Of all the characters in the novel, Úrsula Iguarán lives the longest and sees the most new generations born. She outlives all three of her children. Unlike most of her relatives, Úrsula is untroubled by great spiritual anxiety; in this sense, she is probably the strongest person ever to live in Macondo. She takes in Rebeca, the child of strangers, and raises her as her own daughter; she welcomes dozens of passing strangers to her table; she tries to keep the house from falling apart. Úrsula’s task is not easy, since all of her descendants become embroiled in wars and scandals that would cause any weaker family to dissolve. With Úrsula as their mainstay, however, the Buendías are irrevocably linked, for better or for worse. To keep the family together, Úrsula sometimes is quite harsh; for example, she kicks José Arcadio and Rebeca out of the house when they elope.
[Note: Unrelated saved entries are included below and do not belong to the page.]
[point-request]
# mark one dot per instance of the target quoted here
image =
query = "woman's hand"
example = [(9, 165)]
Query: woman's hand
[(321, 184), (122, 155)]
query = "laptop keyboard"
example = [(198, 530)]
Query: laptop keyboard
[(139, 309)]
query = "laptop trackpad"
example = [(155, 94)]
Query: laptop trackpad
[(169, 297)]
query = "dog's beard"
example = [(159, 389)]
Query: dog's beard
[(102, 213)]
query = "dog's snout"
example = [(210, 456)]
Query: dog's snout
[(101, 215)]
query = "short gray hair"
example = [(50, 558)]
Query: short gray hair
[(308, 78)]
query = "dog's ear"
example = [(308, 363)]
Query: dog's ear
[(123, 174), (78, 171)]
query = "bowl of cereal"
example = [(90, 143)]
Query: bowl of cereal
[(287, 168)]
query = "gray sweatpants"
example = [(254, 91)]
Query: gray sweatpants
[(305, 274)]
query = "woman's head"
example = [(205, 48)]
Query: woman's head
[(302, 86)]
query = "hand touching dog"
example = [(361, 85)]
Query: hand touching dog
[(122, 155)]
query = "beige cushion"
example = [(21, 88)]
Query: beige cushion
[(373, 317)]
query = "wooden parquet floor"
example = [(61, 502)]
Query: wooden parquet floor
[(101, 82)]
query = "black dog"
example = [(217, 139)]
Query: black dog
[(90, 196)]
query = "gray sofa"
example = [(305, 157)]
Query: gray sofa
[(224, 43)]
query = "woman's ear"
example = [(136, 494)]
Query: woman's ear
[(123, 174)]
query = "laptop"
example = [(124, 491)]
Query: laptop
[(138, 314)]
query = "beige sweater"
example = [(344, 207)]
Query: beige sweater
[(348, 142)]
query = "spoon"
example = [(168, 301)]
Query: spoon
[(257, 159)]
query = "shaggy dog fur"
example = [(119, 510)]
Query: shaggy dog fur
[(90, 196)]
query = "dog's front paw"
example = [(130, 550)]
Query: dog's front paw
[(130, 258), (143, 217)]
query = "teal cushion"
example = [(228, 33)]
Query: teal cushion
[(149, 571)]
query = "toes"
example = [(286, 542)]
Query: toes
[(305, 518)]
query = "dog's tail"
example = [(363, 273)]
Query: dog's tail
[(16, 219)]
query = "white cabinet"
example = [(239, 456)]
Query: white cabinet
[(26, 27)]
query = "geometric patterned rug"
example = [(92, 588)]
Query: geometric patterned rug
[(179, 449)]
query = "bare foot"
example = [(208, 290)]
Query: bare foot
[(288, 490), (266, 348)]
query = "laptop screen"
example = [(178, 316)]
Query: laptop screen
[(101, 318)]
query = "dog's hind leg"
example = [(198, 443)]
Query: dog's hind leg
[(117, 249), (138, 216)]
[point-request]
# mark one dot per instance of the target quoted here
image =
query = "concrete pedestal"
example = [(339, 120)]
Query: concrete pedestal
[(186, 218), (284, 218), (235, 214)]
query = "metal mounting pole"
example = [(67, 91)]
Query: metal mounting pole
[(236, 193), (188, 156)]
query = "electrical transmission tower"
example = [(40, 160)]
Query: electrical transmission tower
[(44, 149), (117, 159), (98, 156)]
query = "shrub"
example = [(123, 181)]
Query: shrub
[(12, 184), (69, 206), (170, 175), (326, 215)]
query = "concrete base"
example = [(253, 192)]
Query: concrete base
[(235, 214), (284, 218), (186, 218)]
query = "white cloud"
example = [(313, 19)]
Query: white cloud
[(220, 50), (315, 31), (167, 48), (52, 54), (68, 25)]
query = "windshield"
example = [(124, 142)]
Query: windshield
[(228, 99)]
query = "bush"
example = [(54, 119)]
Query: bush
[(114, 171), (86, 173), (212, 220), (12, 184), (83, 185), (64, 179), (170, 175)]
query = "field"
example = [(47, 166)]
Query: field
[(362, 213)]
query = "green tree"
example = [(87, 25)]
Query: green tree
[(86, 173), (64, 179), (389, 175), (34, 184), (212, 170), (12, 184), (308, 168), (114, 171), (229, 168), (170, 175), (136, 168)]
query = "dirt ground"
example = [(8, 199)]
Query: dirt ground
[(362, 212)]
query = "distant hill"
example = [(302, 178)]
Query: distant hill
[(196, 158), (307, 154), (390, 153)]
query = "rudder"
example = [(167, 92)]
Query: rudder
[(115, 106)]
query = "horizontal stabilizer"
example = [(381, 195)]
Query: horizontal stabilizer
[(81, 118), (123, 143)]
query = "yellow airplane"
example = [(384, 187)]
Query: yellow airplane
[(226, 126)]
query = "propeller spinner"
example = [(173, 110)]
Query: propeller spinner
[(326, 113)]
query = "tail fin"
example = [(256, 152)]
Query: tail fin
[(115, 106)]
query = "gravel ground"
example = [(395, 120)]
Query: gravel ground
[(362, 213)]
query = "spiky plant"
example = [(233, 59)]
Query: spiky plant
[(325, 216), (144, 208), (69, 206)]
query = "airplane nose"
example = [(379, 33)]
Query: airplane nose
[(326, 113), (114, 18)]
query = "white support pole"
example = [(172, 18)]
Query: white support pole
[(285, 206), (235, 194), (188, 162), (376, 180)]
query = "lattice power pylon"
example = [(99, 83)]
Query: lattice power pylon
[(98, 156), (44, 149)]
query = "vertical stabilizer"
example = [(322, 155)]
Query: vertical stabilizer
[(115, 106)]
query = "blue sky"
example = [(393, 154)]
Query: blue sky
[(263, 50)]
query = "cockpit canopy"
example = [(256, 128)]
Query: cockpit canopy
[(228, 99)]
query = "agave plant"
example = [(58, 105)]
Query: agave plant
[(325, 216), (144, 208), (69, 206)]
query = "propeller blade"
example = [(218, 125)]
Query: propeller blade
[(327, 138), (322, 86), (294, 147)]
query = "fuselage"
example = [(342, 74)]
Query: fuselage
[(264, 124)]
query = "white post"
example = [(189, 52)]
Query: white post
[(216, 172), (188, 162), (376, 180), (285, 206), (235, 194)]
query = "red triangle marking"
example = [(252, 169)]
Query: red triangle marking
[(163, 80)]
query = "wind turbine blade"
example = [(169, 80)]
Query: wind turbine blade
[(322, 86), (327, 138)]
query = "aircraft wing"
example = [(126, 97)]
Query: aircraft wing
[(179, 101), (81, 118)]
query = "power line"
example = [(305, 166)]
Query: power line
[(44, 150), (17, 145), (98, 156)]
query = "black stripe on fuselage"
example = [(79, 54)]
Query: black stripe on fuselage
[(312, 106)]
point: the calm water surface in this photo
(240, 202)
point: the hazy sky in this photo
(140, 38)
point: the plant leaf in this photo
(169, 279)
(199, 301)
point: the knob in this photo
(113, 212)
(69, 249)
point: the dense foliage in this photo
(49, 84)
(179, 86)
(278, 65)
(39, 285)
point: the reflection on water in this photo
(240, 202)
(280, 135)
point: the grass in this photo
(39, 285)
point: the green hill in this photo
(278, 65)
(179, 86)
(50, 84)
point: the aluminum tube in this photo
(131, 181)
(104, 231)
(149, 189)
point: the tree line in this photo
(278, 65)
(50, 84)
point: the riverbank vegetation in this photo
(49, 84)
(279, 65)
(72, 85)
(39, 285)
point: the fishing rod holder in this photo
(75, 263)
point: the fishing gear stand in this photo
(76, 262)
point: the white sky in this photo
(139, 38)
This decision is partly a result of her unyielding fear of incest. Even though Rebeca and José Arcadio are not technically related, Úrsula is terrified that even a remotely incestuous action or relation will result in someone in the family having a baby with the tail of a pig. Her own marriage to José Arcadio Buendía is incestuous because they are cousins, and she constantly examines her children’s behavior for flaws, frequently saying, “[i]t’s worse than if he had been born with the tail of a pig.” Because of her fear of incest, Úrsula is a contradictory character: she binds the family together, but is terrified that incest, the extreme of family bonding, will bring disaster to the Buendía house.